Vida, experiência e arte são palavras carregadas de sentidos. Pensar a educação a partir da arte como experiência pode nos revelar outra forma de compreender o conhecimento, assim como o estabelecimento de uma nova práxis pedagógica, ao deslocar o olhar da instituição e centrá-los nos sujeitos que vivem uma experiência educativa, pois a educação é um processo social amplo, que não se resume aos cotidianos institucionais de aprendizagem. (MATOS, 2005, p. 32)
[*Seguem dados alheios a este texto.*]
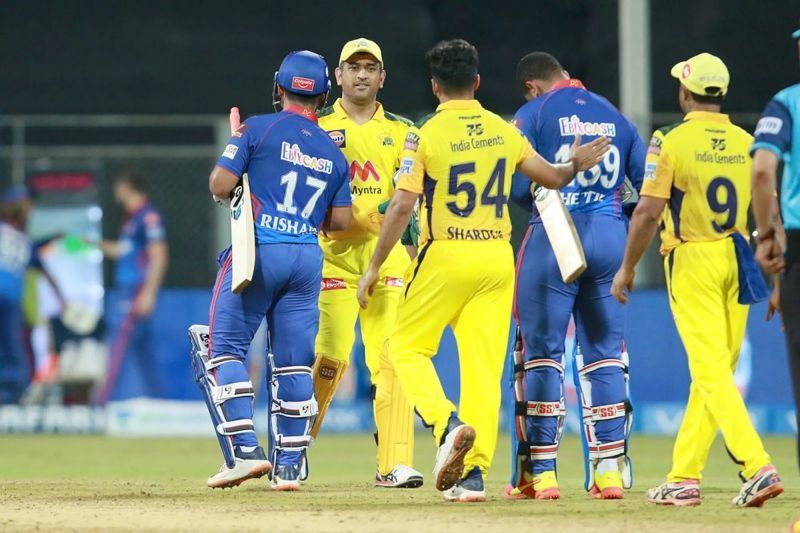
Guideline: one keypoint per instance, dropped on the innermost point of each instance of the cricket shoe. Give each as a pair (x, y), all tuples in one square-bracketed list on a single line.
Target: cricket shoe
[(401, 477), (607, 486), (248, 465), (286, 477), (542, 486), (765, 484), (456, 442), (684, 493), (468, 489)]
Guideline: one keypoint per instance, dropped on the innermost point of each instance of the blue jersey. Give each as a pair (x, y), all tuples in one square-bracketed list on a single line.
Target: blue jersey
[(16, 255), (551, 122), (779, 131), (140, 229), (296, 174)]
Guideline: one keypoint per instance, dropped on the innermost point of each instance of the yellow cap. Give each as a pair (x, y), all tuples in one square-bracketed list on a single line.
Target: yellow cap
[(360, 45), (701, 73)]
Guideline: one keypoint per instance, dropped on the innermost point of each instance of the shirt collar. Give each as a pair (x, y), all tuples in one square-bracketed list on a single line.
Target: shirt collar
[(302, 111), (339, 110), (459, 104), (571, 83), (708, 115)]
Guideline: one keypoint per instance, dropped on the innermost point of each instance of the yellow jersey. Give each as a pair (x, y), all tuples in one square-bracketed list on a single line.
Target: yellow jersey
[(373, 152), (461, 159), (702, 167)]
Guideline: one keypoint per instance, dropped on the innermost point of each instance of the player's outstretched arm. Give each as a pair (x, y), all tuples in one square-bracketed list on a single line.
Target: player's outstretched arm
[(394, 224), (556, 176), (644, 223), (769, 252), (221, 182), (338, 219)]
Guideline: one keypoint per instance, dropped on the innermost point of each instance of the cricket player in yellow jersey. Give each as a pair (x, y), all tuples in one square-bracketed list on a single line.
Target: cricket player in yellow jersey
[(371, 139), (697, 180), (460, 160)]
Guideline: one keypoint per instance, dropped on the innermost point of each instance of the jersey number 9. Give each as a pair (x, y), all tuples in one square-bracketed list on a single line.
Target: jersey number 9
[(727, 206)]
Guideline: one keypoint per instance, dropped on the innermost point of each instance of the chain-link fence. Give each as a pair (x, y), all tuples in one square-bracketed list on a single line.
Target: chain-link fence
[(173, 156)]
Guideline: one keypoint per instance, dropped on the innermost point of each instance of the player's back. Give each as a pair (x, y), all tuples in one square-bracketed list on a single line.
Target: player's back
[(707, 157), (551, 122), (469, 157), (296, 174)]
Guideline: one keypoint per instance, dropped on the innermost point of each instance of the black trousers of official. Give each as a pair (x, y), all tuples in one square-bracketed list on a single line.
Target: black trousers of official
[(790, 304)]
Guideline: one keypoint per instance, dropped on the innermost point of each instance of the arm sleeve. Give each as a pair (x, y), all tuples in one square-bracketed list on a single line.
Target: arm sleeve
[(658, 169), (774, 129), (636, 159), (236, 156), (342, 197), (412, 162)]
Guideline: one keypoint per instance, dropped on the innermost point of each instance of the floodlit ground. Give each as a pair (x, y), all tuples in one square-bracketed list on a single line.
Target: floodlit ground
[(101, 484)]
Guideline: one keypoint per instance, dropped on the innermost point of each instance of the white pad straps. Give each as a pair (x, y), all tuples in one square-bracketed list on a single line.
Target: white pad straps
[(301, 409), (544, 452), (546, 409), (607, 449), (241, 389), (235, 427)]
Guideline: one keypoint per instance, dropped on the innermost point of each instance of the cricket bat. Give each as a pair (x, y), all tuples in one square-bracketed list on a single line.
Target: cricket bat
[(561, 233), (243, 240), (243, 245)]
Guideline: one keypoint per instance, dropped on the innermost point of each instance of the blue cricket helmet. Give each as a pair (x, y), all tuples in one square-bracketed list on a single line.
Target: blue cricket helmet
[(303, 73)]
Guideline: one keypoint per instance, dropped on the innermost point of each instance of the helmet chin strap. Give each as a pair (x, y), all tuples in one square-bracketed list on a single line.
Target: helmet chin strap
[(276, 99)]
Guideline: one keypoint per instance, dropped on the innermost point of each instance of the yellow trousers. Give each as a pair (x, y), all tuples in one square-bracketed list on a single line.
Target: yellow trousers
[(469, 286), (703, 284), (345, 263)]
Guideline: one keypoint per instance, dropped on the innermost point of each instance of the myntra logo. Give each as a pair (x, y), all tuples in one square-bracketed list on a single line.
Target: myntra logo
[(363, 172)]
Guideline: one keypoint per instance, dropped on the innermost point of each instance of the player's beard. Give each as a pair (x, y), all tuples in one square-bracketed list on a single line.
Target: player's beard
[(362, 97)]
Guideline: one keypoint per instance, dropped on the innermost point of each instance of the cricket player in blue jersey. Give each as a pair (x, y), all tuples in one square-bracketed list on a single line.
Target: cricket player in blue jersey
[(558, 108), (777, 141), (142, 257), (299, 184), (16, 256)]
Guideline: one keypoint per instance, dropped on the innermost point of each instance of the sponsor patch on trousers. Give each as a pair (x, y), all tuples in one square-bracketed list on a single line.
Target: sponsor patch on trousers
[(332, 284)]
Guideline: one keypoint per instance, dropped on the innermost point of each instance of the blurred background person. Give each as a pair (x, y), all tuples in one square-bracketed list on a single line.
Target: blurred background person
[(142, 257), (776, 159)]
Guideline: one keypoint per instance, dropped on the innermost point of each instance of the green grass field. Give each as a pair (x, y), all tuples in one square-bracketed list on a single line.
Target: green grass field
[(95, 483)]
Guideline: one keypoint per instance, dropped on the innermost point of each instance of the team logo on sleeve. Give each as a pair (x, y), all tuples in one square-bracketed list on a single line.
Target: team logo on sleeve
[(230, 151), (240, 131), (300, 83), (337, 136), (406, 166), (769, 126), (412, 142)]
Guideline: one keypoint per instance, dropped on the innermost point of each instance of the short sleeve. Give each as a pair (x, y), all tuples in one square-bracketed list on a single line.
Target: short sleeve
[(636, 159), (774, 129), (524, 123), (659, 168), (412, 162), (153, 226), (236, 156)]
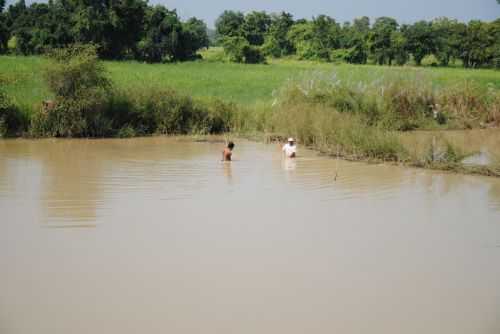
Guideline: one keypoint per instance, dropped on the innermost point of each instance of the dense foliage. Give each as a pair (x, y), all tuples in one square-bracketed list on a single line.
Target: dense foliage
[(132, 29), (121, 29), (476, 44), (87, 105)]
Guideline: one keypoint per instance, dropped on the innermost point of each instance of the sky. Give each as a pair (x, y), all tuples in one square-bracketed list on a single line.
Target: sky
[(405, 11)]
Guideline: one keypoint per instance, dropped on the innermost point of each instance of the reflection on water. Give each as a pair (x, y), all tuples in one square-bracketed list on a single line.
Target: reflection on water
[(482, 143), (156, 235)]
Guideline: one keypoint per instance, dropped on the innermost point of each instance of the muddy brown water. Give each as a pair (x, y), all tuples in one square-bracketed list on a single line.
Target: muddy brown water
[(154, 235)]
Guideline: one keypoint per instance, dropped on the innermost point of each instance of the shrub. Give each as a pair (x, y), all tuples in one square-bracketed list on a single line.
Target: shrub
[(80, 86), (12, 120), (164, 111), (240, 51)]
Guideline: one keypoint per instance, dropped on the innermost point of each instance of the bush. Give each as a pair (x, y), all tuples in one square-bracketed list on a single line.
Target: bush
[(80, 86), (164, 111), (12, 120), (240, 51)]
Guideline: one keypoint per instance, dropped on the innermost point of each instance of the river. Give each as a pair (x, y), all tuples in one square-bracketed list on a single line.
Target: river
[(155, 235)]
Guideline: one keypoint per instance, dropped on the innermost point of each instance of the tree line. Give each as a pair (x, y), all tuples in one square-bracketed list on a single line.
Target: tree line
[(132, 29), (249, 38), (121, 29)]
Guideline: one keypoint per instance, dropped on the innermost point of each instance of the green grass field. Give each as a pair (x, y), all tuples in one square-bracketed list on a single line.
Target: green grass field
[(243, 84)]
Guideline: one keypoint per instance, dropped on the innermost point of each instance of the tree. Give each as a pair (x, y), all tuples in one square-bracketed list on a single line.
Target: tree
[(160, 40), (362, 25), (276, 42), (380, 41), (193, 37), (421, 40), (326, 36), (229, 23), (315, 39), (477, 44), (115, 26), (4, 30), (399, 46), (255, 27), (239, 50), (300, 35), (353, 41)]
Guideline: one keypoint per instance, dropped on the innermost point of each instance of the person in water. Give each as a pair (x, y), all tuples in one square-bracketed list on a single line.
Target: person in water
[(290, 149), (228, 152)]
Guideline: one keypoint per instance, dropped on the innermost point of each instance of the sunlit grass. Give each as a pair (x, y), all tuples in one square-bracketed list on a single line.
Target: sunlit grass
[(240, 83)]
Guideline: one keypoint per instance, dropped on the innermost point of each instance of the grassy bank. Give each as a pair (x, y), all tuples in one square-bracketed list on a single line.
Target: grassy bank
[(242, 84), (355, 112)]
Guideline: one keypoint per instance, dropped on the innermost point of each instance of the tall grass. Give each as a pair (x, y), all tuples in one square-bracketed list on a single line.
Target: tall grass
[(238, 83)]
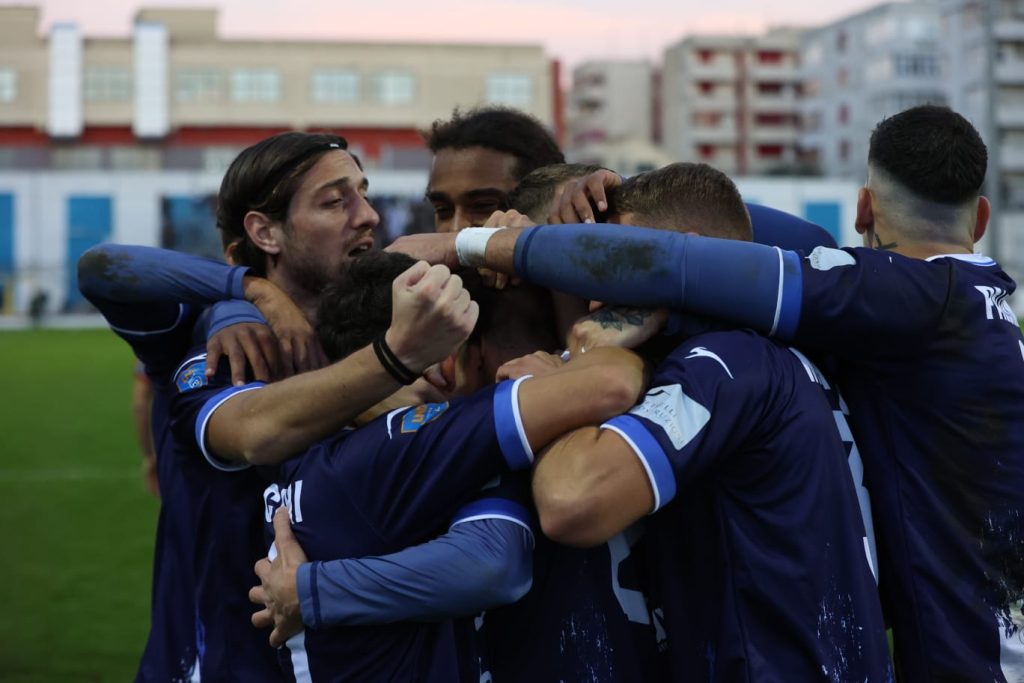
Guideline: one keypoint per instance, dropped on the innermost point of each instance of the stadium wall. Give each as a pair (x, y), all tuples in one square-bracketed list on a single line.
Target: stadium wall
[(50, 217)]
A presença da arte em processos educativos trabalha com a ideia de projeto como possibilidades, com um sentido aberto, por oposição ao sentido já dado no sistema institucional, e se apresenta como um sentido de grupo. Isso posto é preciso destacar a figura do professor que utiliza o teatro como mediador das reflexões “personais” dos sujeitos no intuito de apresentar outras realidades. Um professor que promove a experimentação de sentir o mundo ao redor e não apenas de dar sua aula manifesta em conteúdos preconcebidos. Sobre experiência nos fala Larossa: A experiência é o que nos passa, o que nos acontece, o que nos toca. Não o que se passa, não o que acontece, ou o que toca. A cada dia se passam muitas coisas, porém, ao mesmo tempo, quase nada nos acontece. Dir-se-ia que tudo o que se passa está organizado para que nada nos aconteça. [...] Nunca se passaram tantas coisas, mas a experiência é cada vez mais rara (LAROSSA, 2002, p.21)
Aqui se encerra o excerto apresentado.